In this post, we’ll explore different ways that embeddings are used in machine learning and where problems can show up that impact your ML models, and how you can use WhyLabs to identify those problems and create monitors to avoid them showing up again in the future.

WhyLabs is an AWS Partner and an essential artificial intelligence (AI) observability platform for machine learning model and data health. It’s the only ML monitoring and observability platform that doesn’t operate on raw data, which enables a no-configuration solution, privacy preservation, and massive scale.

WhyLabs AI Observatory Platform is available in AWS Marketplace.

What Are Embeddings and How Are They Used?

Embeddings are a way to represent complex data types as numerical representations that preserve context and relationships. They can be sparse or dense to represent different types of data, and embeddings are heavily used in machine learning for a variety of data types and tasks as inputs, intermediate products, and outputs.

Here are a few examples of where embeddings are often used in AI/ML. In each of these use cases, embeddings are critical as a way to preserve the original context that can be utilized to decode later or compare characteristics of the upstream data.

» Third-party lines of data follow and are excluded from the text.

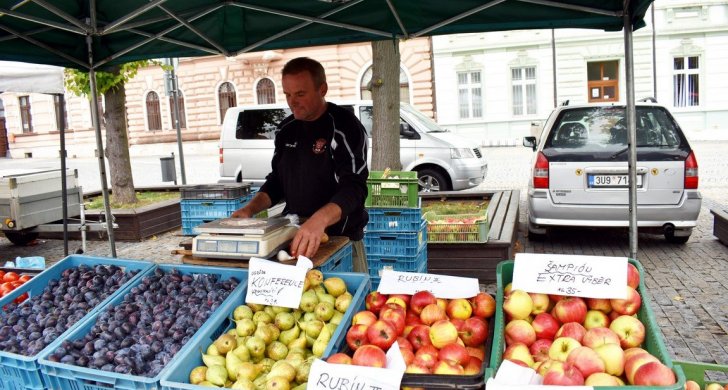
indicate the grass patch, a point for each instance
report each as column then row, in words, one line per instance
column 143, row 199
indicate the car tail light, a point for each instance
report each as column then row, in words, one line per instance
column 691, row 172
column 541, row 172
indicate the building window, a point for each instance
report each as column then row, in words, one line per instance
column 266, row 91
column 366, row 79
column 25, row 118
column 603, row 81
column 686, row 81
column 470, row 95
column 226, row 98
column 61, row 112
column 181, row 106
column 524, row 90
column 154, row 115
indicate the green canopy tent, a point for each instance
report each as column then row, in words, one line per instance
column 90, row 35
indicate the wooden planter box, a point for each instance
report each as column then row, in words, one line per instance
column 720, row 225
column 476, row 259
column 134, row 224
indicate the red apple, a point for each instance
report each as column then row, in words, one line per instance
column 459, row 308
column 382, row 334
column 442, row 333
column 519, row 331
column 633, row 276
column 545, row 326
column 370, row 356
column 375, row 301
column 572, row 329
column 570, row 309
column 483, row 305
column 565, row 375
column 357, row 336
column 419, row 336
column 364, row 317
column 432, row 313
column 586, row 360
column 339, row 358
column 455, row 353
column 474, row 332
column 540, row 349
column 630, row 330
column 421, row 299
column 629, row 305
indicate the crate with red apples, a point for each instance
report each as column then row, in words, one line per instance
column 573, row 341
column 445, row 343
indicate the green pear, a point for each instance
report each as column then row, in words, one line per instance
column 197, row 374
column 335, row 286
column 217, row 375
column 242, row 311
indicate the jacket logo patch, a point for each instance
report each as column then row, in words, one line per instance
column 319, row 146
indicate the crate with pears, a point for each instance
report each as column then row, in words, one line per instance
column 258, row 346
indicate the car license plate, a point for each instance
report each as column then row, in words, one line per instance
column 596, row 181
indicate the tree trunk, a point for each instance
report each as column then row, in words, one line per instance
column 385, row 97
column 117, row 145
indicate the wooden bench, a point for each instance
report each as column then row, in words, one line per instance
column 479, row 259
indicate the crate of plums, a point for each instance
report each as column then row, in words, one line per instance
column 257, row 346
column 135, row 339
column 39, row 313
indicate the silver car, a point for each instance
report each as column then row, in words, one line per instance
column 580, row 174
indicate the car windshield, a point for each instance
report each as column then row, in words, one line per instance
column 604, row 129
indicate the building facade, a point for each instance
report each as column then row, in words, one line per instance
column 491, row 87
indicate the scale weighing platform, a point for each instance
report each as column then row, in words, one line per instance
column 242, row 238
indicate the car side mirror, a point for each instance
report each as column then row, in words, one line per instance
column 530, row 142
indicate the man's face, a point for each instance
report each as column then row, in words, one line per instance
column 305, row 100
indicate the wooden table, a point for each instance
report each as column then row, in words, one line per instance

Natural language understanding and text analysis:

Sentiment analysis
Document classification
Text generation

Computer vision and image processing:

Manufacturing quality assurance
Autonomous driving

Audio processing:

Text-to-speech models
Speaker identification

Tabular machine learning:

Product recommendation
Anonymization and privacy

Because embeddings are context-preserving, they’re a trailing indicator of a change in the upstream data or a failure in transformation steps upstream. Depending on the structure of your organization, this may involve different teams which are creating the embeddings and those who are putting them to use.

While there are many different ways to handle the creation of embeddings, we won’t cover them in this post. Instead, we’ll discuss how embeddings can be measured to identify meaningful drift in the transformed inputs which can be used to identify close clusters of centroids or distances between individual centroids.

Typically for debugging, data scientists would use lower dimensional representations like UMAPs or t-SNE, which is helpful to visually identify clusters but isn’t a scalable approach to understand your embeddings over time in production.

To handle this in a scalable way, whylogs is an open-source library for logging any kind of data that creates a lightweight statistical profile of your data that can be used to extract meaningful insights and characteristics, letting you measure quality and drift over time.

Using whylogs, customers are able to identify centroids in their embeddings and measure different distances inside of different clusters. This can be helpful when identifying how your embeddings change over time or have a sudden shift due to a change in the upstream data. Read more in this WhyLabs blog post.

Figure 1 – Visualization of embedding space.

Train and Deploy a Classification Model

In this section, we’ll set up and train a simple classification model in Amazon SageMaker, which lets you build, train, and deploy machine learning models using fully managed infrastructure, tools, and workflows.

We’ll use the newsgroup datasource to create vectors and train our model on those vectors.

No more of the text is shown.